Not firing Wes Unseld Jr
After two underwhelming seasons of 35 wins, Wizards head coach Wes Unseld Jr was in a precarious position. Despite intentions of being a competitive team, the Wizards continued to be a poor defensive team, and young players didn’t show any meaningful development. There wasn’t much Unseld Jr did that could be pointed to as success in his two-season tenure. There was a growing expectation that the new front office would bring in a coach of their choice to replace Unseld Jr.
That, however, didn’t happen. In fact, Winger and Dawkins reiterated their faith in Unseld Jr by picking up his fourth-year option. At every possible juncture, they demonstrated their trust in Unseld Jr as a coach.

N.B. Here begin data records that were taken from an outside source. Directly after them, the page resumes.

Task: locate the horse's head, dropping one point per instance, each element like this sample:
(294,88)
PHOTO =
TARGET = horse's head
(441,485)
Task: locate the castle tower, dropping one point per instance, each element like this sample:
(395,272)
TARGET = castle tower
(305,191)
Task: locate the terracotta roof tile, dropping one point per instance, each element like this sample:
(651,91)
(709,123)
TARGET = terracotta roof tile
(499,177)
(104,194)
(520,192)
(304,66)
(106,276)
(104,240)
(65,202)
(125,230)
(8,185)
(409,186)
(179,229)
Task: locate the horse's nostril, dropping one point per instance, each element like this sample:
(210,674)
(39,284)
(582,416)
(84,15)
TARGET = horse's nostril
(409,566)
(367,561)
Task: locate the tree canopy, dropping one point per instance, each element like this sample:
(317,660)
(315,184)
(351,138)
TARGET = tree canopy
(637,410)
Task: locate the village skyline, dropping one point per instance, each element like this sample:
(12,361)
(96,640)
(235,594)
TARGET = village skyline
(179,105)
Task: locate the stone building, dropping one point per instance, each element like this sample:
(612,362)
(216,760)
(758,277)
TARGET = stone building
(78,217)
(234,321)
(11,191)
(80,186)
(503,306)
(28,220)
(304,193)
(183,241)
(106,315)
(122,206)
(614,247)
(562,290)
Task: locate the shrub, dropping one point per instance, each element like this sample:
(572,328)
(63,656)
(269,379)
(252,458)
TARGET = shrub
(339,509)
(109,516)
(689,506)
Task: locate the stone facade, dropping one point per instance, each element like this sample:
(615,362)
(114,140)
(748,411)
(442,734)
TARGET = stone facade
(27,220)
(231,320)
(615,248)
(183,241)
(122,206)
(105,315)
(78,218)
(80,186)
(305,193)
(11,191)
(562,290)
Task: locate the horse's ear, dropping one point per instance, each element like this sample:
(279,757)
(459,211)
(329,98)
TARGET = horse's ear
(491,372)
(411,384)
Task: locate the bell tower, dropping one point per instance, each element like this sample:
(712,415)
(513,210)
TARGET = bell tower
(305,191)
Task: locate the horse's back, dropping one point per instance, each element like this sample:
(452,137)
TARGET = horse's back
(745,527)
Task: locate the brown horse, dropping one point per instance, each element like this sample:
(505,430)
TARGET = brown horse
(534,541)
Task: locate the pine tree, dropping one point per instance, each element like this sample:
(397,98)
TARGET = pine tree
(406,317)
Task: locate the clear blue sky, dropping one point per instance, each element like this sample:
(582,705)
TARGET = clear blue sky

Perhaps, they had a point. Unseld Jr had a reputation as a development-focused coach and could have thrived in a development-centric, low-stress season. Plus, the team wasn’t trying to win games this season, so why pay two coaches? You could just wait to evaluate Unseld Jr and have him finish his contract.
Things didn’t go according to plan. The Wizards are miserable in all the expected ways. They are the worst defensive team in the league, and regularly struggle with effort and intensity. They lose in a blowout fashion more than any other team in the NBA. Jordan Poole looks completely lost, Corey Kispert and Daniel Gafford have plateaued, and Johnny Davis has regressed to the point of being out of rotation.
All of this makes one thing extremely clear: instead of going into this lost season with a coach who is clearly not the coach of the future for this team, the Wizards should have brought in a new face and had a fresh start to the new era.